Katyayana is, there fore, compelled to supplement the above sutra with the vartika

Kambojadibhyo = lug – vacahannam Choddyartham.

This means that like kamboja, the words choda, kadera and Kerala denote not

only the country , tribe but also the king. It will thus be seen that choda and

Kerala were known to Katyayana but possibly, not to Panini.
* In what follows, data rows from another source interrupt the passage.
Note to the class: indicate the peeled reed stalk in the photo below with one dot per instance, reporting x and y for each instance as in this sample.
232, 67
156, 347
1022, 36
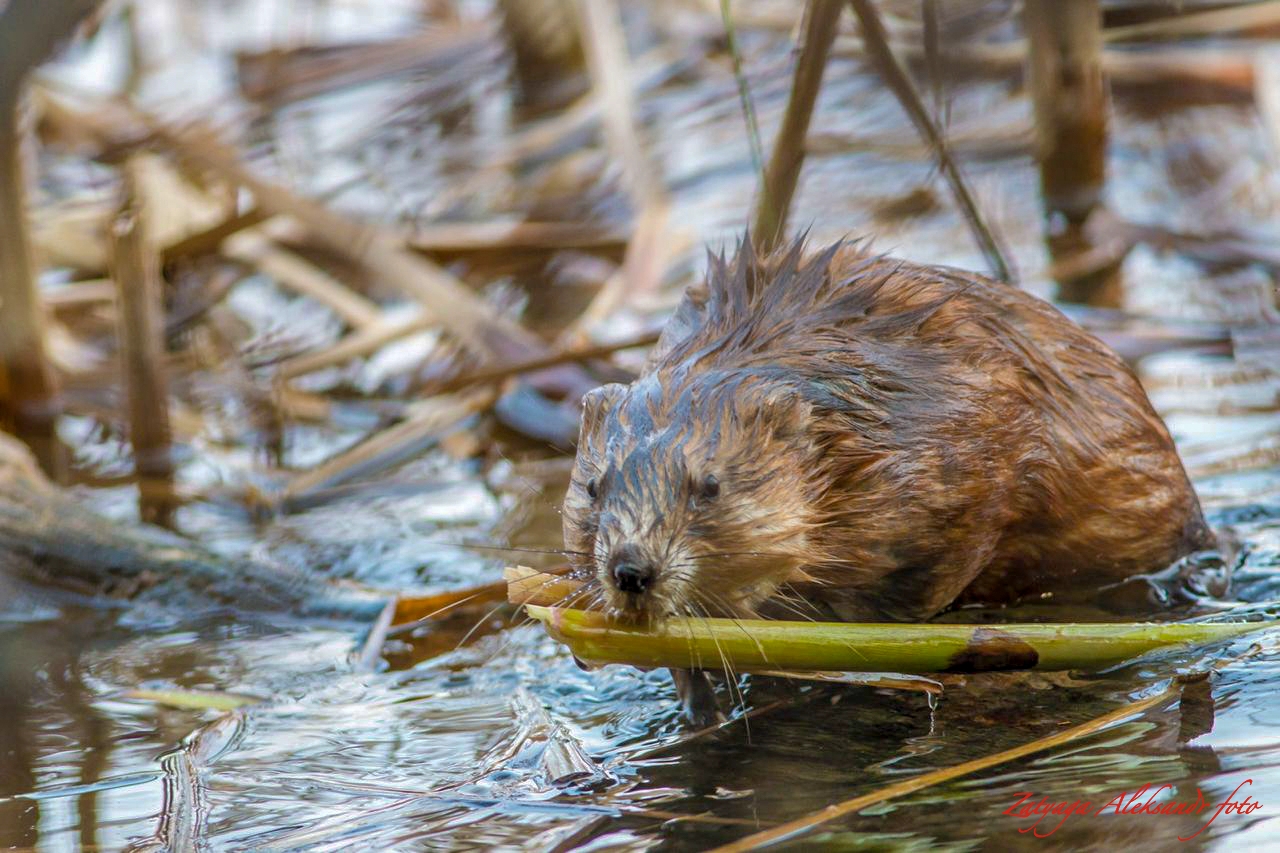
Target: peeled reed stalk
750, 644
However, Artha sastra mentions about Tamraparni river,

in Srilanka and also speaks of pearls being found among other places in the

Tamraparni river, in Pandya kavataka, and near the mt. Mahendra,all situated on

the extremity of the Southern Peninsula. Kautilya's

Pandya kavataka seem to be the same as Pandya vataka or Pandya vatabhava

of the Brihat Samhita (80.2 and 6) Mahendra hills could be Travancore Hills

(JRAS, 1894, 262)

It

is possible that Pandyans are an "Aryan tribe" unlike Cholas. This surmise is sought to be

proved as below:

1.

It is shown above that the word Pandya is

derived from Pandu

2.

Pliny, on the authority of Megasthenes tells us

that they were descended from Pandoea, The only daughter of Krishna. She went

away from the country of Saurasena whose principal town were Mathura and

Krishna Pura (Cleisobora) and was assigned by her father just" that portion of India

which lies southwards and extends to the sea" (IA VI 249-50 and 344) While this

could be taken as a combination of both truth and fiction, it lends credence to

our theory

3.

Ptolemy speaks not only of the Kingdom of

Pandion or Pandya but also of the country of Pandooui In Punjab. (IA, XIII, 331

and 349) these people could be Pandus.

4 Varahamihira

makes mention of a tribe called Pandus & places them in Madhya desa.

(Brihat samhita XIV 3)

That

Pandyans called their capital Mathura supports the above theories. This is

quite in accordance with the practice of the colonists naming the younger towns

after the older. However, we have to remember that there is a third Mathura in

Srilanka and a fourth Mathura in the Eastern Archipelago.

The

Arthasastra talks of a Bhoja king ruling Dandaka or Maharashtra. Bhojas must be

a north Indian tribe who have migrated south to Maharashtra. Similarly, it can be argued, Paithan which is

also in Maharashtra was named after Prathisthana situated near the confluence of

Ganga and Yamuna, the same tradition of

naming younger towns after older ones,as mentioned above, continuing here.